19/06/2009

Redécollage difficile pour le grand marché de Ouagadougou

R 1.jpgQuelque deux mois après sa réouverture en grande pompe, le «poumon économique» du Burkina fonctionne péniblement. L’enthousiasme des retrouvailles des commerçants au sein de cette infrastructure retapée à près 3,5 milliards de francs CFA a fait place à la morosité. On est dépaysé de ne plus voir cette foule qui se pressait autrefois dans les allées devenues trop petites. On n’a plus droit à ces apostrophes de marchands qui usaient de toutes les astuces pour aguicher des clients. Cette masse bigarrée dans laquelle femmes, enfants et autres commerçants ambulants se faufilaient, se frottaient sans ménagement, est toujours introuvable.
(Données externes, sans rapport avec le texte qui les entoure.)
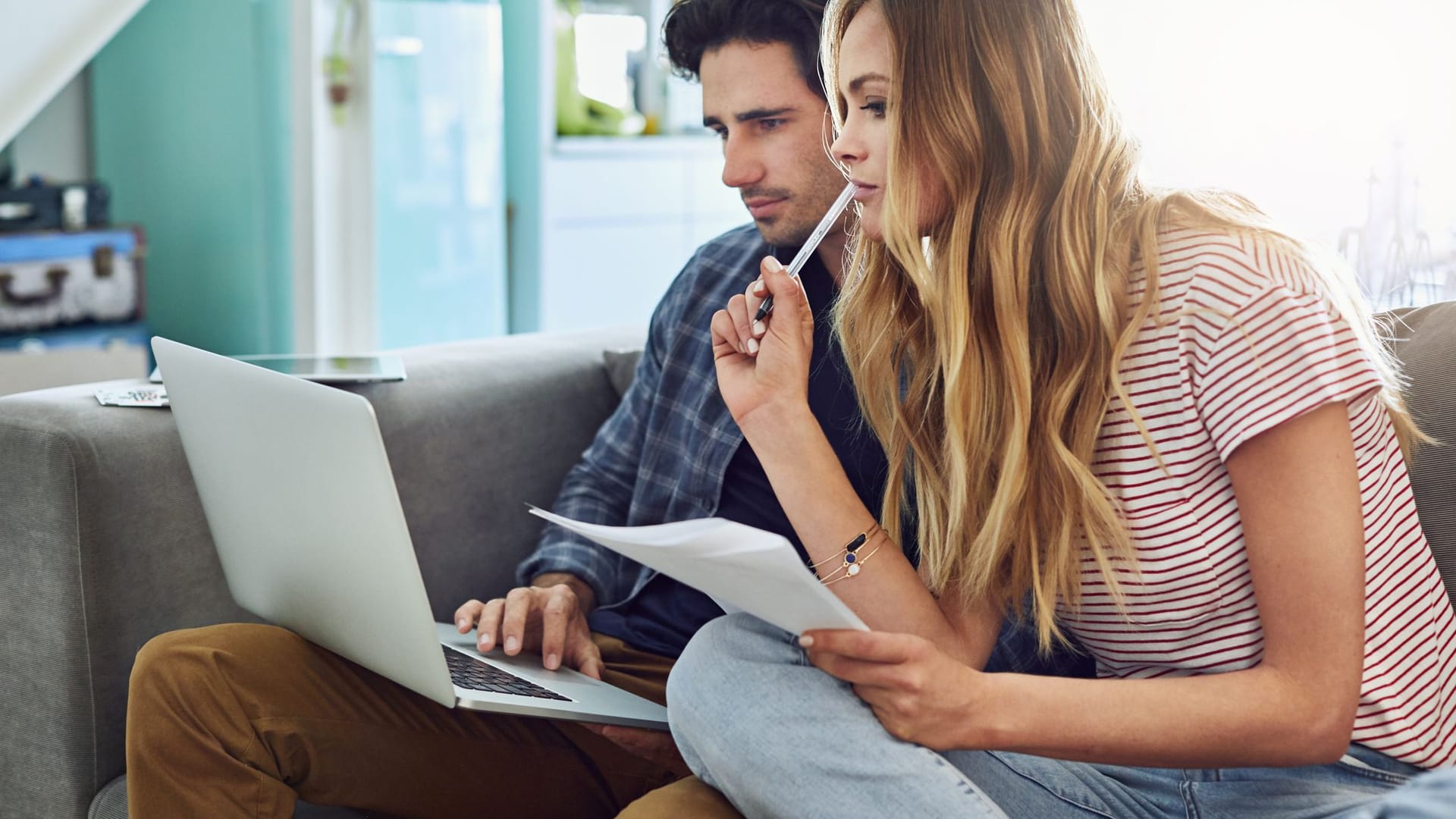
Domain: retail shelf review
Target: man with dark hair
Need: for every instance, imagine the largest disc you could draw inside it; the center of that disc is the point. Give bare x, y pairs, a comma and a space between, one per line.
240, 720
Rood-Woko offre le spectacle d’une maison mortuaire. Les affaires n’y marchent guère.  Las d’attendre désespérément des clients qui n’arrivent pas, les commerçants ne savent plus à quel saint se vouer. Rood-Woko, qui veut dire «Marché en continu» en langue nationale mooré, a perdu son bouillonnement et ses mille feux d’antan. Le monde ne se bouscule plus à ses portes. Du moins pas encore. Les nouvelles mesures draconiennes de sécurité instaurées par les autorités municipales semblent avoir produit des effets  contraires aux attentes. Au lieu de rassurer commerçants et clients, le dispositif sécuritaire déployé aux quatre coins et à l’intérieur du marché est pointé du doigt comme un facteur répulsif, voire un obstacle à l’engouement. Vérité ou intox?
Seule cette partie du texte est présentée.